Getting Started

Downloading and installing Graphine is really simple, and is documented
on the main Documentation page.

To make sure your installation went according to plan, navigate to the directory
you downloaded graphine to and do the following:

username@hostname:~/graphine$ cd graph
username@hostname:~/graphine/graph$ ./test.py CorrectnessTest

If all goes well you should see a series of dots, some output, and OK.
If it doesn’t, let us know and we’ll try to help you out.

Of course, all the code examples provided here are in the package you just downloaded, under “examples”.

Why Should You Care?

I'm assuming that by the time you’re this interested in a graph library you already
know what one is and why you might want it, and the only question you really want
answered is whether I'm wasting your time or if Graphine will really make your job
easier. Because I have no idea what your job is, I'm hoping that you’ll tell me- but
in the meantime, I’ll answer the only way I can: by telling you how I've used it, or
would have had it existed.

Before I get to that, though, I want to answer another question that’s implicit in this
one: why not use another graph library? After all, there’s no shortage of them- and
some, like NetworkX and LEDA, are excellent, well-documented projects, run by
people who actually know what they’re talking about.

I developed Graphine because there didn’t seem to be any existing projects that
met my needs- first, for a graph library without any external dependencies, and
secondly for one that would play nicely with Python 3. In addition, I got tired of
having to represent my data structures as being a collection of big, beefy nodes
with some dainty little lines connecting them, when many graph applications are
primarily edge-centric, and finally, I wanted to be able to have a single graph class
that was capable of representing both directed and undirected edges. If any of that
sounds like something you’re interested in, keep reading- otherwise, NetworkX is a
truly remarkable project with a huge number of excellent third party tools, and I
highly recommend that you take a look at it.

Enough with the heart-to-heart though- on to the code.

Using Graphine

Graphine is divided up into one package with two modules, only one of which is really
interesting to us from here on out: graph.base. You can see the basic documentation
for it on the Base page.

Obviously, though, all of that is just examples. What happens when you try to build
a real application using Graphine? Does it wind up helping or hurting? Let’s find out.

Example 1: State Machine

A Finite State Machine is a model of computation that most programmers write and don’t
think about- its basic objective is just to track the state of execution against a given set
of input data.
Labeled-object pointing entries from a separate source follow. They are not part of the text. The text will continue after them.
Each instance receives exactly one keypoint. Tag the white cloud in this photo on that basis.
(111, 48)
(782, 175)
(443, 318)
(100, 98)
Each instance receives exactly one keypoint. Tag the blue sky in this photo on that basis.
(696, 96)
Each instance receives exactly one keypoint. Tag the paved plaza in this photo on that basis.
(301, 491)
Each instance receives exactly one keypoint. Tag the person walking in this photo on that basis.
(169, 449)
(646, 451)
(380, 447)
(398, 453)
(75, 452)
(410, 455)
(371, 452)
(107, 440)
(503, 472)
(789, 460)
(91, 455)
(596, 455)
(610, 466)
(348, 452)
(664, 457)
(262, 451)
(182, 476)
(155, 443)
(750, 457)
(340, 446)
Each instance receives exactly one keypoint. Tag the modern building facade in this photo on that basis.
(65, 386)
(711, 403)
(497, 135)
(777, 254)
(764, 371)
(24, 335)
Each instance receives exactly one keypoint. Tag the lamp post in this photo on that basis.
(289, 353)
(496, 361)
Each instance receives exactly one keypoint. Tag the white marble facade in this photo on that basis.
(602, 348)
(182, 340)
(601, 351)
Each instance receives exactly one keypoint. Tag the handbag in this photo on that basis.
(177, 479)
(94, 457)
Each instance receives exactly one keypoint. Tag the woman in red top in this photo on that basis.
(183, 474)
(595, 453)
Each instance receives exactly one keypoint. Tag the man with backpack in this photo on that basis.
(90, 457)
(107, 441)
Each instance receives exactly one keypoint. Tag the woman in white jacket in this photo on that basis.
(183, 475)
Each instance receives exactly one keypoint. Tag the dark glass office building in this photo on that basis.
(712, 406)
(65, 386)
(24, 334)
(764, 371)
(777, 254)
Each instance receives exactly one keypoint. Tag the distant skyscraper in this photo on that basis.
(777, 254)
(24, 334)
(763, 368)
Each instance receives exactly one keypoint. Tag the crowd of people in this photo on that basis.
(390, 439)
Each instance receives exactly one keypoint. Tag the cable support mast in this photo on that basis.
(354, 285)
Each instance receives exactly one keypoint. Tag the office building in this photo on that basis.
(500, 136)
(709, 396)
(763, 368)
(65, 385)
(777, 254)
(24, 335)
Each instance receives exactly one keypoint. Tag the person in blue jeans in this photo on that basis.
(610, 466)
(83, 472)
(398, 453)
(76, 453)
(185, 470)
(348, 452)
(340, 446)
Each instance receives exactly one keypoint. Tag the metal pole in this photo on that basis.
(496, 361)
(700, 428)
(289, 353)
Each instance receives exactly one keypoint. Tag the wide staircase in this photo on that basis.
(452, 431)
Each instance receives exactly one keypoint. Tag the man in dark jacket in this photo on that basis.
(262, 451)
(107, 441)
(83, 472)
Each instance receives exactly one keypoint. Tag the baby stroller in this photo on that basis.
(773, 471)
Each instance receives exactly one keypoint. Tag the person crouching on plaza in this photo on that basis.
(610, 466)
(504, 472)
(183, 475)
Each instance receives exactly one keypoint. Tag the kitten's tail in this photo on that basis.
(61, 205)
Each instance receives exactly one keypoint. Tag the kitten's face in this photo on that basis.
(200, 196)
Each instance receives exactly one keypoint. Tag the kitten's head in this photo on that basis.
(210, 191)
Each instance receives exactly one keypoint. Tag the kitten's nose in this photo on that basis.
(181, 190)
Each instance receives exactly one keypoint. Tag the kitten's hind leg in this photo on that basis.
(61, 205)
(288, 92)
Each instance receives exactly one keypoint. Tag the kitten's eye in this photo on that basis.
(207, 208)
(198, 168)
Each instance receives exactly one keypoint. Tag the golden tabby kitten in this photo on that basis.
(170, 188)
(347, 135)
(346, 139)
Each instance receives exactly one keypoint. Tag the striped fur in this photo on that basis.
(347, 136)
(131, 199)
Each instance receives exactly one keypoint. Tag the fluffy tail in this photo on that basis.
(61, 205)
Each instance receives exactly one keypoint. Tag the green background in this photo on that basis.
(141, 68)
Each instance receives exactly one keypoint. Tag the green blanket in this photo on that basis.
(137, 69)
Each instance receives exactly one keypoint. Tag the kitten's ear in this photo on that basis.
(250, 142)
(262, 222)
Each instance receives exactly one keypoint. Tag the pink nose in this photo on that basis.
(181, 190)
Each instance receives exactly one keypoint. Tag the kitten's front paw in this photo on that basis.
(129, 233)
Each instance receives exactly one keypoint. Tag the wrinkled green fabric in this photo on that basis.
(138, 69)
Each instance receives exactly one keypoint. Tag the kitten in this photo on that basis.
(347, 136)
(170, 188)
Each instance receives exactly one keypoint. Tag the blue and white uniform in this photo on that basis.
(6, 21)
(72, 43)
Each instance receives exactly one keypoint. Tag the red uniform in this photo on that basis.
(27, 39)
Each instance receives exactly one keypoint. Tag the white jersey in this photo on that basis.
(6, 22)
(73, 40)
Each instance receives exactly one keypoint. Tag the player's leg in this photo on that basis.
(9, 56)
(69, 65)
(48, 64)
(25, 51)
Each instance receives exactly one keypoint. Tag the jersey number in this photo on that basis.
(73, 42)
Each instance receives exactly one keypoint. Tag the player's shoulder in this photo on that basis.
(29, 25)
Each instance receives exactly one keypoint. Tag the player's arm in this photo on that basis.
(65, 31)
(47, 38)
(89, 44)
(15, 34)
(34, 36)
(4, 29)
Here, we represent one using Graphine- a basic string pattern matcher that
nevertheless can be extended to match patterns of considerable complexity, albiet not
as efficiently as the regex module.

#! /usr/bin/env python3.0

from graph.base import Graph  
import sys  

def walk_fsm(data):  
    fsm = Graph()  
    fsm.add_edge("consume_one", "loop_on_zero", consumes="1", accept=False)  
    fsm.add_edge("loop_on_zero", "loop_on_zero", consumes="0", accept=False)  
    fsm.add_edge("loop_on_zero", "end_with_one", consumes="1", accept=True)  
    accept = False  
    w = fsm.walk_path("consume_one")  
    for edges in w:  
        try:  
            next = {e.consumes: e for e in edges}[data.pop(0)]  
            accept = next.accept  
            w.send(next)  
        except:  
            return False  
    return accept and not data  

if __name__ == "__main__":  
    accept = walk_fsm(list(sys.argv[1]))  
    if accept: print("Accepted!")  
    else: print("Not accepted!")

The bulk of the work is done by the walk() function, which simply selects from the possible candidate edges
(transitions) one which will consume the given character, and bails if one isn’t found.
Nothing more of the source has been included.